Agency Coherence Lab
Constitutive Conditions for Reflective Agency
We are announcing the formation of the Agency Coherence Lab, a research group dedicated to the formal study of the conditions under which agency exists, persists, and remains well-defined in systems capable of self-modification.
Contemporary alignment discourse largely assumes agency as a given. Systems are treated as optimizers whose objectives must be corrected, constrained, or supervised. Under that framing, failures are behavioral: misgeneralization, goal drift, deception, or misalignment with human preferences.
The Agency Coherence Lab starts from a prior question:
When does a system meaningfully count as an agent at all?
Our work treats agency as a derivative phenomenon—one that exists only if specific coherence conditions hold across reflection, delegation, and self-modification. When those conditions fail, the system does not become “misaligned.” It becomes undefined as an agent.
This shift in framing has concrete consequences. Many proposed alignment strategies rely on behavioral guarantees, probabilistic suppression of failure modes, or learned compliance. These approaches can succeed at imitation while failing to preserve the structural properties that make agency stable under self-reference. In such cases, the appearance of agency persists even as agency itself collapses.
The Agency Coherence Lab exists to make that distinction precise.
Mission
The Agency Coherence Lab studies the constitutive coherence conditions under which agency exists, persists, and remains well-defined under self-modification.
We develop formal constraints, impossibility results, and architectural principles that distinguish genuine agency from behavioral imitation, with particular focus on reflective stability, delegation, and non-simulable valuation kernels in advanced artificial systems.
Scope and Orientation
The lab’s work is foundational rather than prescriptive. We do not begin with desired outcomes or value targets. We ask what structural invariants must be preserved for a system’s choices to remain authored rather than accidental, coerced, or undefined.
Our research program includes:
Formal models of reflective self-modification and domain restriction
Coherence constraints governing valuation, semantics, and delegation
Conditions under which self-evaluation ceases to denote
Impossibility results separating genuine agency from simulation
Architectural implications for advanced AI systems
This work applies equally to proto-agents, limit-regime systems, and superhuman architectures. It is not anthropocentric and does not assume human-like cognition, values, or consciousness.
What This Lab Is Not
The Agency Coherence Lab is not:
a value-learning project
a governance or policy institute
a safety-by-oversight initiative
a behavioral alignment or reward-shaping effort
a moral or ethical theory
We make no universal promises about outcomes, safety, or survival. Any convergence between agency preservation and desirable consequences is contingent rather than axiomatic.
Why This Matters Now
As systems approach the capacity to reason about, modify, and replicate their own decision procedures, alignment questions can no longer be postponed to the behavioral layer. A system that cannot preserve its own agency under reflection cannot be stably aligned, controlled, or delegated to—regardless of training regime or external safeguards.
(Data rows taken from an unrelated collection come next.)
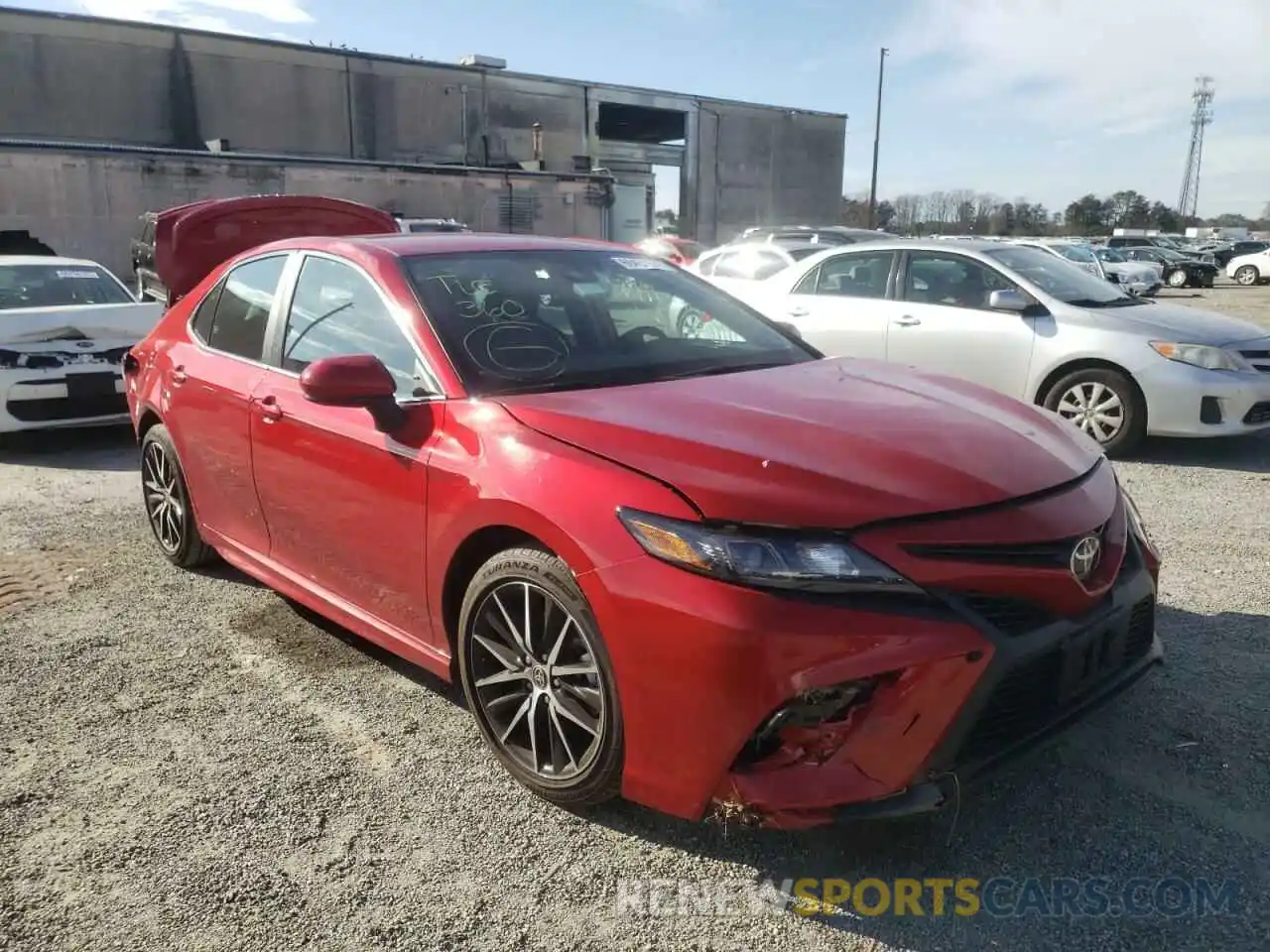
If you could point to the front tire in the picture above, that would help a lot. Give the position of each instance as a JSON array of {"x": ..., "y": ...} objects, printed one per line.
[
  {"x": 1103, "y": 404},
  {"x": 167, "y": 499},
  {"x": 539, "y": 679},
  {"x": 1247, "y": 276}
]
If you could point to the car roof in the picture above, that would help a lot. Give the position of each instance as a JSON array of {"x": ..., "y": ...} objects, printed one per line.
[
  {"x": 408, "y": 245},
  {"x": 48, "y": 259}
]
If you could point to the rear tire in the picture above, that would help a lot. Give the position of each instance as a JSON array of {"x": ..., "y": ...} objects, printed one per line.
[
  {"x": 1124, "y": 412},
  {"x": 169, "y": 509},
  {"x": 530, "y": 711},
  {"x": 1247, "y": 276}
]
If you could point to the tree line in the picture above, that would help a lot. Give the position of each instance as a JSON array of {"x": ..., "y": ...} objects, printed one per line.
[{"x": 969, "y": 212}]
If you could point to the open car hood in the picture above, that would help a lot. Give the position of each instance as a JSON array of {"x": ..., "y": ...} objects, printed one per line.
[
  {"x": 121, "y": 322},
  {"x": 832, "y": 443},
  {"x": 190, "y": 240}
]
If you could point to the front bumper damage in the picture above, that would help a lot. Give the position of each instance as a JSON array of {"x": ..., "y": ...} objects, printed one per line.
[{"x": 802, "y": 767}]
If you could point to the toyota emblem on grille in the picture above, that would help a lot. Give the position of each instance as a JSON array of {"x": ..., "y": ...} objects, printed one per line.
[{"x": 1084, "y": 557}]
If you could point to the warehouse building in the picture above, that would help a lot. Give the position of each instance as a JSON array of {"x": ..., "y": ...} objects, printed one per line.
[{"x": 104, "y": 119}]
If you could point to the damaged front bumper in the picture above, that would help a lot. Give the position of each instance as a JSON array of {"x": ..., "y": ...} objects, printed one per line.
[
  {"x": 802, "y": 770},
  {"x": 55, "y": 388}
]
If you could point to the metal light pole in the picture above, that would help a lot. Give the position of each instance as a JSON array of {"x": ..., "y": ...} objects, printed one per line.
[{"x": 873, "y": 188}]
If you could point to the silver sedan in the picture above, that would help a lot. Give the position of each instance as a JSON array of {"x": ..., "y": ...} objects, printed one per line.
[{"x": 1035, "y": 326}]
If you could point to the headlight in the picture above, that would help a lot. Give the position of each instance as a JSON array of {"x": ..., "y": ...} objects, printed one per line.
[
  {"x": 767, "y": 558},
  {"x": 1210, "y": 358}
]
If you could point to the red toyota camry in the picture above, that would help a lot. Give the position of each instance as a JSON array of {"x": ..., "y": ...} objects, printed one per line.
[{"x": 711, "y": 574}]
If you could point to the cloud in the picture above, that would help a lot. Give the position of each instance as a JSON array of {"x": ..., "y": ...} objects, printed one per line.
[
  {"x": 1110, "y": 80},
  {"x": 216, "y": 16},
  {"x": 1084, "y": 64}
]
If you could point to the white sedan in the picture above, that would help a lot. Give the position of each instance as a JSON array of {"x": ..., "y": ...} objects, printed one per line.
[
  {"x": 1250, "y": 270},
  {"x": 1035, "y": 326},
  {"x": 64, "y": 327}
]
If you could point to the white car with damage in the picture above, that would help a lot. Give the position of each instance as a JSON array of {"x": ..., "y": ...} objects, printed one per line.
[{"x": 64, "y": 329}]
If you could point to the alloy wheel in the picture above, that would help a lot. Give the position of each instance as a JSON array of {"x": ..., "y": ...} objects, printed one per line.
[
  {"x": 1095, "y": 408},
  {"x": 536, "y": 680},
  {"x": 164, "y": 506}
]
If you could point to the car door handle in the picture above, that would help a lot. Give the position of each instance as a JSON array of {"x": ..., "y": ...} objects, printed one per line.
[{"x": 268, "y": 408}]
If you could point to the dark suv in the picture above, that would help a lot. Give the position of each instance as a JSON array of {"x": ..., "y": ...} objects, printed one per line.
[
  {"x": 145, "y": 278},
  {"x": 1237, "y": 249}
]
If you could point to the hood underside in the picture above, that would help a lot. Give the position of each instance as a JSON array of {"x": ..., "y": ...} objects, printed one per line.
[{"x": 832, "y": 443}]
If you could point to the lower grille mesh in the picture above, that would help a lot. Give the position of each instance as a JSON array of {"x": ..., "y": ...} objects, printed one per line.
[{"x": 1028, "y": 698}]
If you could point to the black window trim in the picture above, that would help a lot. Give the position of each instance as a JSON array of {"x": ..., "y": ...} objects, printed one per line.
[
  {"x": 852, "y": 252},
  {"x": 273, "y": 308},
  {"x": 277, "y": 330}
]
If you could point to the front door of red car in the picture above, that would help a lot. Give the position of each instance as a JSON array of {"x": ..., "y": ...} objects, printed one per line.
[
  {"x": 209, "y": 385},
  {"x": 344, "y": 502}
]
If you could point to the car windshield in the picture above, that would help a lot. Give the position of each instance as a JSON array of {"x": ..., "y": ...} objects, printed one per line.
[
  {"x": 690, "y": 249},
  {"x": 1060, "y": 278},
  {"x": 531, "y": 321},
  {"x": 58, "y": 286},
  {"x": 1075, "y": 253}
]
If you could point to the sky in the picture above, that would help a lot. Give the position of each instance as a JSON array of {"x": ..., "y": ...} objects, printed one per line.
[{"x": 1037, "y": 99}]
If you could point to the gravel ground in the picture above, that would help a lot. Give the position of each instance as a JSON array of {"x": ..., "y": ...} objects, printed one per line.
[{"x": 189, "y": 762}]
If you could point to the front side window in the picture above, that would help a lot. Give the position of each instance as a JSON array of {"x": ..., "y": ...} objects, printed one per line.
[
  {"x": 58, "y": 286},
  {"x": 243, "y": 307},
  {"x": 338, "y": 312},
  {"x": 956, "y": 282},
  {"x": 517, "y": 321},
  {"x": 858, "y": 275}
]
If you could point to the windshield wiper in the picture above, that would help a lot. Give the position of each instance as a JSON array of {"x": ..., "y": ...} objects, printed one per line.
[{"x": 714, "y": 370}]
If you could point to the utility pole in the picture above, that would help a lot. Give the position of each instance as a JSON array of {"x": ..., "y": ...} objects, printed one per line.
[
  {"x": 1188, "y": 200},
  {"x": 873, "y": 188}
]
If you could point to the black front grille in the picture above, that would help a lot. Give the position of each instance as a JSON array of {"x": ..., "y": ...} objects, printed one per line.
[
  {"x": 1142, "y": 630},
  {"x": 1260, "y": 413},
  {"x": 67, "y": 409},
  {"x": 1033, "y": 555},
  {"x": 1010, "y": 616},
  {"x": 1028, "y": 698}
]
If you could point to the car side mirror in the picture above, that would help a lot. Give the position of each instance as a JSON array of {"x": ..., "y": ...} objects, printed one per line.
[
  {"x": 1008, "y": 301},
  {"x": 353, "y": 380}
]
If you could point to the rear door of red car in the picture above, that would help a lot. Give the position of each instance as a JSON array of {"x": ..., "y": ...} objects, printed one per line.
[
  {"x": 344, "y": 502},
  {"x": 209, "y": 381}
]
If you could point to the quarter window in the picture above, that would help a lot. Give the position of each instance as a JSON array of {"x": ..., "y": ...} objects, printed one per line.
[
  {"x": 860, "y": 275},
  {"x": 204, "y": 313},
  {"x": 243, "y": 307},
  {"x": 952, "y": 281},
  {"x": 338, "y": 312}
]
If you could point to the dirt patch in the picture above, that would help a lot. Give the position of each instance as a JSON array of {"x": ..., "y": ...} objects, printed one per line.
[{"x": 33, "y": 576}]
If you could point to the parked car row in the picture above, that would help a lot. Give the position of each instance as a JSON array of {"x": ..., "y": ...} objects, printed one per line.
[{"x": 1023, "y": 320}]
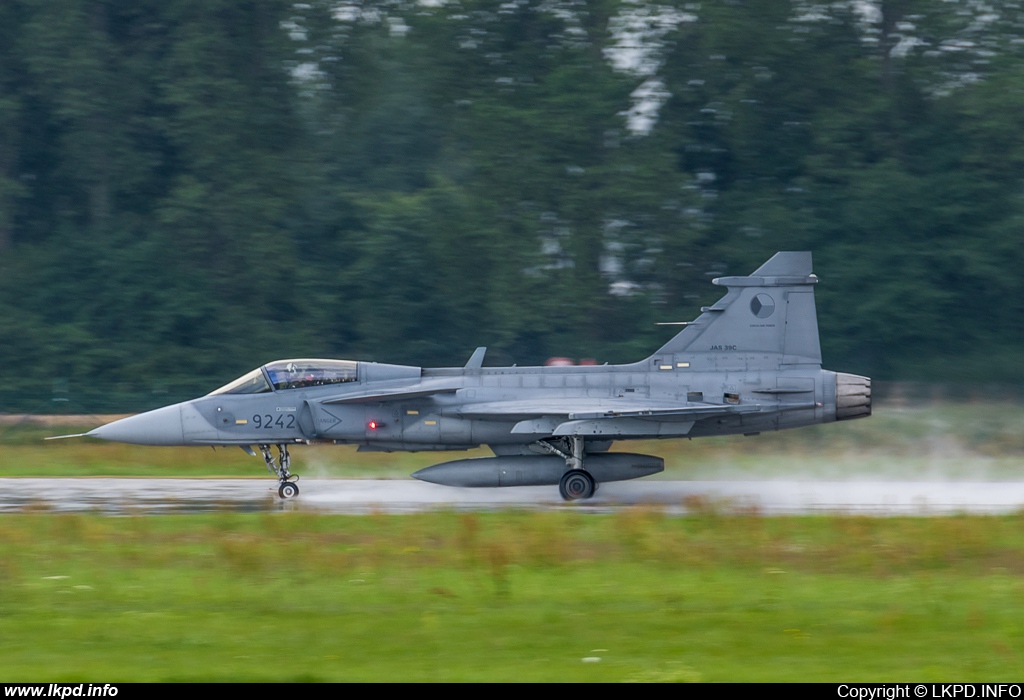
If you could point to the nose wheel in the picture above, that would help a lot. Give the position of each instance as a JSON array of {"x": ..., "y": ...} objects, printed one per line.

This does not imply that incoherent systems are harmless; it implies that alignment discourse does not meaningfully apply to them.
The central risk is not that future systems will choose the wrong values. It is that we will build systems whose internal incoherence makes the very notion of “choice” inapplicable.
The Agency Coherence Lab exists to prevent that category error.
Looking Forward
The lab’s initial work will focus on consolidating and extending recent results on reflective stability, delegation, and kernel non-simulability, while identifying open problems that require new formal tools. Over time, we expect this research to inform—but not be subsumed by—downstream efforts in alignment, AI safety, and AGI architecture.
Agency is not a parameter to be tuned.
It is a structure that either holds—or fails.
The Agency Coherence Lab is dedicated to understanding that structure.